Cardiovascular: Cerebrovascular accident, hypotension, palpitations, syncope, tachycardia, vasodilatation, vasospasm, vasodepressor syncope
Central nervous system: Anxiety, coma, confusion, dizziness, drowsiness, euphoria, fatigue, headache, localized warm feeling, nervousness, neurologic abnormality (neurogenic bladder), numbness, pain, seizure, transverse myelitis
Dermatologic: Diaphoresis, gangrene of skin or other tissue, pallor, skin mottling, skin ulceration at injection site
Gastrointestinal: Bloody stools, intestinal necrosis, nausea, vomiting
Genitourinary: Hematuria, impotence, priapism, proteinuria
Hematologic & oncologic: Local hemorrhage (at injection site), lymphadenopathy
Hepatic: Increased serum AST
Hypersensitivity: Hypersensitivity reaction
Immunologic: Jarisch-Herxheimer reaction
Local: Abscess at injection site, atrophy at injection site, bruising at injection site, cellulitis at injection site, localized edema (at injection site), inflammation at injection site, injection site reaction (neurovascular damage), pain at injection site, residual mass at injection site, tissue necrosis at injection site
Neuromuscular & skeletal: Arthropathy, exacerbation of arthritis, periosteal disease (periostitis), rhabdomyolysis, tremor, weakness
Ophthalmic: Blindness, blurred vision
Renal: Increased blood urea nitrogen, increased serum creatinine, myoglobinuria, renal failure
Concerns related to adverse effects:
• Hypersensitivity reactions: Serious and occasionally severe or fatal hypersensitivity (anaphylactic) reactions have been reported in patients on penicillin therapy, especially with a history of beta-lactam hypersensitivity (including cephalosporins), history of sensitivity to multiple allergens, or previous IgE-mediated reactions (eg, anaphylaxis, angioedema, urticaria). Serious anaphylactic reactions require immediate emergency treatment with epinephrine, oxygen, intravenous steroids and airway management (including intubation) as indicated.
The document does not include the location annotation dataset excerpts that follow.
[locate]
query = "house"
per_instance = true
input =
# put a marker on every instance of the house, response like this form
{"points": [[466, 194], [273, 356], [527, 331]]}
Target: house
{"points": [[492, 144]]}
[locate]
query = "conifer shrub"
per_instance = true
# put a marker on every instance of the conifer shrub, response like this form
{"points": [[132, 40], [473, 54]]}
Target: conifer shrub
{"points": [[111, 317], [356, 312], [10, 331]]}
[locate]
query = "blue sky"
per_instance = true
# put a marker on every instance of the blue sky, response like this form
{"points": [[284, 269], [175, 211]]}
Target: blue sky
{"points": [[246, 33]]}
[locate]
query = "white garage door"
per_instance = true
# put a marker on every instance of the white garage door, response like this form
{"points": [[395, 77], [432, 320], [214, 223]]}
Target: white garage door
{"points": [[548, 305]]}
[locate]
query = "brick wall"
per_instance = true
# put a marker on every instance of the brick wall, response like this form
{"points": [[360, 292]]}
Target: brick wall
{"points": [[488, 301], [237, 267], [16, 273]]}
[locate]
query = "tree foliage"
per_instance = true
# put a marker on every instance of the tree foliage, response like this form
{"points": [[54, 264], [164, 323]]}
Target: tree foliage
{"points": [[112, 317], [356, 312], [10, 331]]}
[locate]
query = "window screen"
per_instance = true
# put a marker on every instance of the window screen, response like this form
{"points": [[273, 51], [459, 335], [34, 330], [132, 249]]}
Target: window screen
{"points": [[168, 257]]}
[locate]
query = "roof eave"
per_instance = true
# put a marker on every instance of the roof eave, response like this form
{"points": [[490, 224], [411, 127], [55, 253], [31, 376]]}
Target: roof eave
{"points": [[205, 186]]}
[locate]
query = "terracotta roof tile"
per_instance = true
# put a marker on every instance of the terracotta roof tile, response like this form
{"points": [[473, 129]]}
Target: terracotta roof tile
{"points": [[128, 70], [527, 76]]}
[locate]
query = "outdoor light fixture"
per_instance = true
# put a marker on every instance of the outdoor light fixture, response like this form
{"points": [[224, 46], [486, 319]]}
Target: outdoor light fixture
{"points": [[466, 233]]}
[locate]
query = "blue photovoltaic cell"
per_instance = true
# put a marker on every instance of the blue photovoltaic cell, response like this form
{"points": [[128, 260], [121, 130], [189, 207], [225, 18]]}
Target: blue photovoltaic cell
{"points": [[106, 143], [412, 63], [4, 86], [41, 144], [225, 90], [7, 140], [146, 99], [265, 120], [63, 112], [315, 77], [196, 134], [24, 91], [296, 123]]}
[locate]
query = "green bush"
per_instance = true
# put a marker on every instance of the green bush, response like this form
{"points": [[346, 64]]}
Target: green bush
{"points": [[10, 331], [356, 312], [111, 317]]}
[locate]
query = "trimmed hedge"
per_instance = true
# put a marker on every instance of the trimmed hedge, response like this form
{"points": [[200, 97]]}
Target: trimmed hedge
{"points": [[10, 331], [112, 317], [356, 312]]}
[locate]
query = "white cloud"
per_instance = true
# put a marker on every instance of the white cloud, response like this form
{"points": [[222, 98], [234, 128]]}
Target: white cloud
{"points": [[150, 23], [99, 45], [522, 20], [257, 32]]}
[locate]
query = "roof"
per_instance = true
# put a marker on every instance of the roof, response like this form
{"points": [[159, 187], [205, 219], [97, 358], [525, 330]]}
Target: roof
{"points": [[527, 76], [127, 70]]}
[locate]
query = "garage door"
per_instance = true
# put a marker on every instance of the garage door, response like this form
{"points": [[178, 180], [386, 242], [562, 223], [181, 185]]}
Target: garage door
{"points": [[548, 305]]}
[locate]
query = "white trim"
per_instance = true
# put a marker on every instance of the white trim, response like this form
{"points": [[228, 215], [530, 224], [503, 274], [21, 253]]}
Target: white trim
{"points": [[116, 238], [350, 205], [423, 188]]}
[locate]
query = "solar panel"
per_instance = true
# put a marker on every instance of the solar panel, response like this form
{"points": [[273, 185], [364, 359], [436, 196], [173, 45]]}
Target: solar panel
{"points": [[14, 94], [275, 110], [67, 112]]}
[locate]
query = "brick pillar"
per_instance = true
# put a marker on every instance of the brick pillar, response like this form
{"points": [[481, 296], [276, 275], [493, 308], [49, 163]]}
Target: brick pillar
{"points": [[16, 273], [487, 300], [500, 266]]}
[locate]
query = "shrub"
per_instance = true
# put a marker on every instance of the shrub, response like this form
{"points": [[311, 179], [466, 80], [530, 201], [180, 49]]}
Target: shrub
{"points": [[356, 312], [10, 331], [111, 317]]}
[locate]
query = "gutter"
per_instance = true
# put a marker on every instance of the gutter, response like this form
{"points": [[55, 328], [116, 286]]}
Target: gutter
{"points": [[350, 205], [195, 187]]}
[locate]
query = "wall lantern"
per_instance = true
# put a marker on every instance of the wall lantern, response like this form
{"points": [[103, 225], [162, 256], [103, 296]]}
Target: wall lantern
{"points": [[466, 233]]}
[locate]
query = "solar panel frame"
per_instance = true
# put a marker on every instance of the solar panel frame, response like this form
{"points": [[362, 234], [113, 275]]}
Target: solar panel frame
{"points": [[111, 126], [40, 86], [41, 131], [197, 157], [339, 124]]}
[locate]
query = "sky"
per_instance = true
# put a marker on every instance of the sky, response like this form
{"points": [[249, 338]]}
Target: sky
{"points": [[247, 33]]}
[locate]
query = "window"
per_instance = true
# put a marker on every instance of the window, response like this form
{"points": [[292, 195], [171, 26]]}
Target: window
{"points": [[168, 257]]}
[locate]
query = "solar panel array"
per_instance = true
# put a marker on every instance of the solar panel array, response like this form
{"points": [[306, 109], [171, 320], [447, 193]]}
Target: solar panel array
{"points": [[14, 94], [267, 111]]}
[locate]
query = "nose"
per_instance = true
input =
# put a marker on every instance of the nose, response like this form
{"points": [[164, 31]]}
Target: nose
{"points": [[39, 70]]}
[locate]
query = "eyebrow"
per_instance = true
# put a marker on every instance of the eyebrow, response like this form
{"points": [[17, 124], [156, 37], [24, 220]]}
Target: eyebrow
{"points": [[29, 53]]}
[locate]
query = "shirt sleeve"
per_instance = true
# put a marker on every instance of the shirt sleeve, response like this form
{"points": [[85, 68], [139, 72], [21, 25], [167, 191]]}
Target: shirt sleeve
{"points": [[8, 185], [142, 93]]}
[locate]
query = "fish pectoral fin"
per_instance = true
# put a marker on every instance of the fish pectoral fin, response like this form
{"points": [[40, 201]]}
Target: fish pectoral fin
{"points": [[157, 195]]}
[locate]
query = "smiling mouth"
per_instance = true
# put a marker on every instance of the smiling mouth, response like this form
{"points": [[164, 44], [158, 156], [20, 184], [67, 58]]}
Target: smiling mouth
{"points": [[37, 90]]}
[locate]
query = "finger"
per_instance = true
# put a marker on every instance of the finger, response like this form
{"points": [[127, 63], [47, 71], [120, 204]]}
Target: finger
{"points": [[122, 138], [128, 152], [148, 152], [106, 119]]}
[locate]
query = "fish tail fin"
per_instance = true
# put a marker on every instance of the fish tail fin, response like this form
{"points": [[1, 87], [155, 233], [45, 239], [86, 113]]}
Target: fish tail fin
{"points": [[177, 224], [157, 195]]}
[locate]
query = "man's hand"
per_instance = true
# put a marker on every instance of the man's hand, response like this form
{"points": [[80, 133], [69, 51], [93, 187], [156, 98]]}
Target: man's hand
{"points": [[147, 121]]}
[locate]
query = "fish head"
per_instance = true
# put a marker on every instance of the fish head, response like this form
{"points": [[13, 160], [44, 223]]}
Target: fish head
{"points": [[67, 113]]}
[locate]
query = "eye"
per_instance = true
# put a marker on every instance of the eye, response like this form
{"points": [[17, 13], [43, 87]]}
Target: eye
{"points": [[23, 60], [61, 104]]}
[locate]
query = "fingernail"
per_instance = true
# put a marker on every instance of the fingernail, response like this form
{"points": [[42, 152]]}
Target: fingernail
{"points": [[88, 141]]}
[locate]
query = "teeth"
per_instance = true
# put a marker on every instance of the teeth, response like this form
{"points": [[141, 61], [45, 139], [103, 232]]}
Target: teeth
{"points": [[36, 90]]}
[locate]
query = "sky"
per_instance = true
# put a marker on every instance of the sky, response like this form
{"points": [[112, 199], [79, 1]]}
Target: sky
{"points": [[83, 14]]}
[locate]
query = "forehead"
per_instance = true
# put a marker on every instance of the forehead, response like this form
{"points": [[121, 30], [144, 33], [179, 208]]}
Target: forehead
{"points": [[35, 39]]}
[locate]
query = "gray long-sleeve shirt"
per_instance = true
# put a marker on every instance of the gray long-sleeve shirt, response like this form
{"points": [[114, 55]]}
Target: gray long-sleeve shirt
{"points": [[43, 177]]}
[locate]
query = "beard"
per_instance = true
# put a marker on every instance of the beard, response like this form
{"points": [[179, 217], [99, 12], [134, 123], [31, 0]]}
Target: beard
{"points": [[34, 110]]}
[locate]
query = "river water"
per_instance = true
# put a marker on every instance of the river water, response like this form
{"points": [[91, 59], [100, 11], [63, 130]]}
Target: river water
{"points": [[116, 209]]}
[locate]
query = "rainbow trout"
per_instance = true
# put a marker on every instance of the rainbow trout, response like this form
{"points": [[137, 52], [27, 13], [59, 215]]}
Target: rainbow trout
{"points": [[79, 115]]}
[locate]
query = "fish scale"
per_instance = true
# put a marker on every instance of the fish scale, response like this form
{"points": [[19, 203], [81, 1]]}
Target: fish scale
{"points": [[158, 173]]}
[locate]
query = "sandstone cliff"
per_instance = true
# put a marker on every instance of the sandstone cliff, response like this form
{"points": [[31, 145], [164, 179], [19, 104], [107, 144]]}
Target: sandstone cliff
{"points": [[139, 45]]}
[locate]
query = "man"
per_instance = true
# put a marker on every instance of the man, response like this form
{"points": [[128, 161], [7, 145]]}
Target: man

• Superinfection: Prolonged use may result in fungal or bacterial superinfection, including C. difficile-associated diarrhea (CDAD) and pseudomembranous colitis; CDAD has been observed >2 months postantibiotic treatment.
• Renal impairment: Use with caution in patients with renal impairment.
• Seizure disorders: Use with caution in patients with a history of seizure disorder; high levels, particularly in the presence of renal impairment, may increase risk of seizures.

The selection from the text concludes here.